Des survivants de l’hôtel des Mille Collines ont commencé à lui reprocher d’avoir profité de leurs souffrances et embelli son histoire, et ont affirmé qu’il n’était pas le héros altruiste incarné par l’acteur américain Don Cheadle.
« Vous ne pouvez pas avoir un débat équilibré sur le rôle de Rusesabagina en 1994 dans toute sa complexité. Le gouvernement a décidé qu’il est un ennemi de l’État et qu’il n’est pas un héros, et tout le monde doit s’en tenir à ça », remarque M. Longman.
Pendant une décennie, il « a été attaqué comme un traître, un menteur, quelqu’un d’intéressé », souligne l’expert. « Cela ne signifie pas que les accusations à son encontre sont nécessairement fausses. On ne sait pas vraiment ».
Mais M. Longman voit là les raisons de la radicalisation de M. Rusesabagina, dont la rhétorique contre le FPR et l’oppression des Hutu s’est fait de plus en plus virulente, au point d’appeler au renversement de M. Kagame, y compris par la force.
Fondateur en 2018 du Mouvement rwandais pour le changement démocratique (MRCD), M. Rusesabagina doit répondre d’actes de terrorisme, d’incendies, d’enlèvements et de meurtres, notamment commis sur le sol rwandais en deux occasions, en juin et décembre 2018.
« Ce sont des accusations infondées. Ils n’ont avancé aucune preuve », répond Carine Kanimba. « Nous pensons qu’il a été enlevé parce que […] notre père a été un critique virulent du gouvernement rwandais depuis des années. »
M. Longman n’exclut pas que la police rwandaise ait de nouvelles preuves et que les accusations soient fondées.
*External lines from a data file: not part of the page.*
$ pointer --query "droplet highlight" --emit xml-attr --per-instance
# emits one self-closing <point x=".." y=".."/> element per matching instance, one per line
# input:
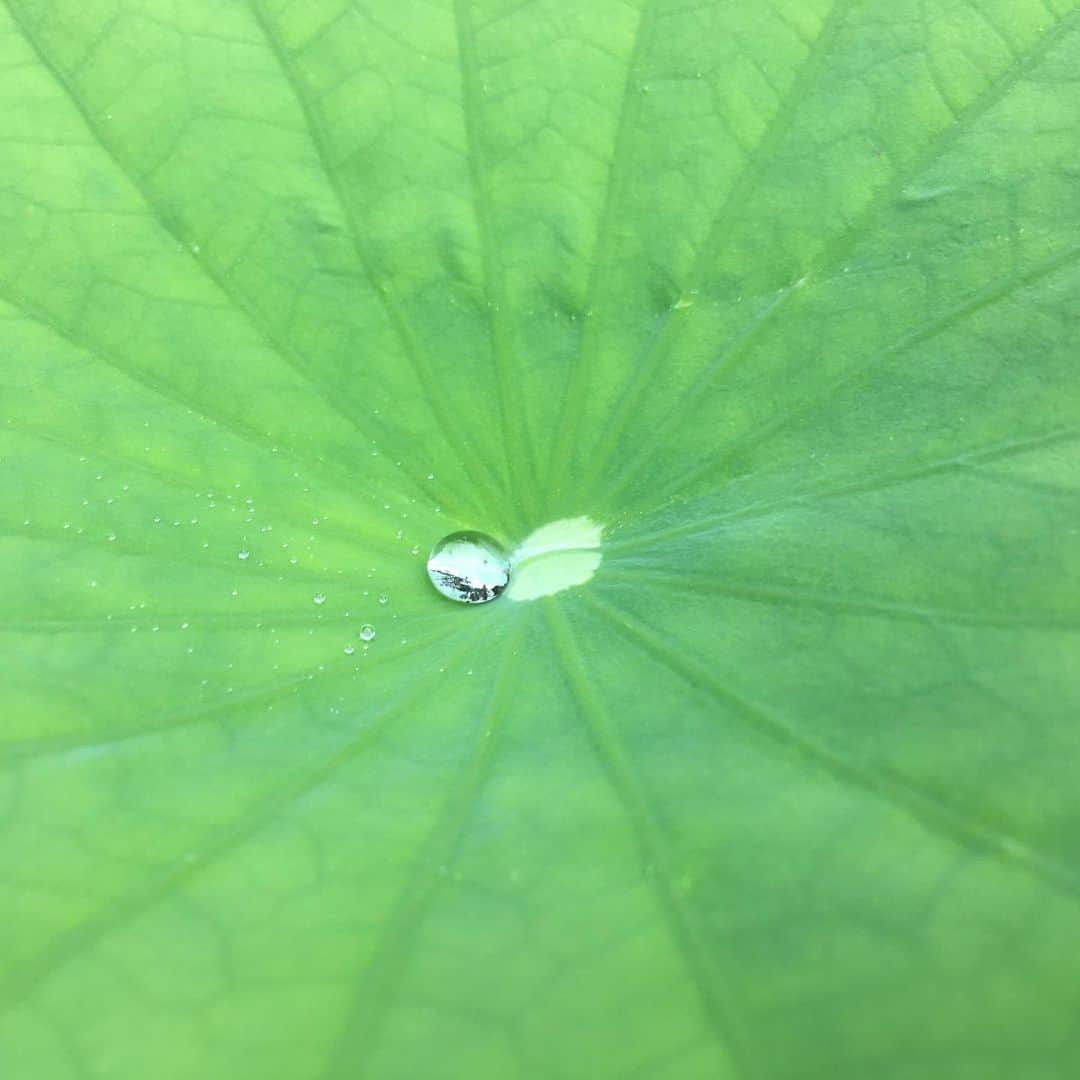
<point x="469" y="567"/>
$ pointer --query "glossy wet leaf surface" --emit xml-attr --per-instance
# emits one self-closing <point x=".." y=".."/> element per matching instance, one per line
<point x="783" y="296"/>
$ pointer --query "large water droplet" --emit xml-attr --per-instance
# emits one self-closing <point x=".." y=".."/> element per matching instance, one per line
<point x="469" y="567"/>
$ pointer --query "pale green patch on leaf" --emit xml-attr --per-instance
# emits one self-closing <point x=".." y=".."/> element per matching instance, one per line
<point x="782" y="295"/>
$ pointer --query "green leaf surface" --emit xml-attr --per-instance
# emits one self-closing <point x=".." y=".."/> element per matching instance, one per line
<point x="783" y="296"/>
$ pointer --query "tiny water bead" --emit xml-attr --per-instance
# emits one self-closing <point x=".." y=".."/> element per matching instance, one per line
<point x="469" y="567"/>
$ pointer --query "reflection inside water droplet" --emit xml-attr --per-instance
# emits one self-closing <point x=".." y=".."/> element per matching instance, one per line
<point x="469" y="567"/>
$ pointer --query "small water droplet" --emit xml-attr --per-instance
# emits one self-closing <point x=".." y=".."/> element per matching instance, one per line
<point x="469" y="567"/>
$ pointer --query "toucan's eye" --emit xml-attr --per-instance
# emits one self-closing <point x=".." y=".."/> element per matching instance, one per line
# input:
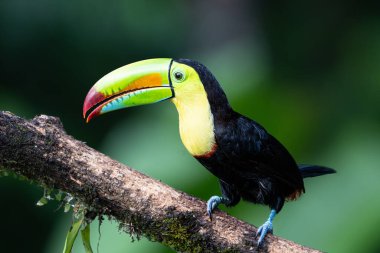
<point x="179" y="75"/>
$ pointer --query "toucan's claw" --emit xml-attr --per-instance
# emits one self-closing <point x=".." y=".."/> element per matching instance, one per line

Mais il relève aussi que le Rwanda hésite rarement à instrumentaliser la justice pour réduire ses opposants au silence.
Paul Kagame a longtemps eu les faveurs de l’Occident pour avoir rebâti son pays au sortir du génocide. M. Longman s’attend donc à ce qu’il résiste aux éventuelles condamnations internationales. « Cela rebondira sur eux comme l’eau sur le dos d’un canard ».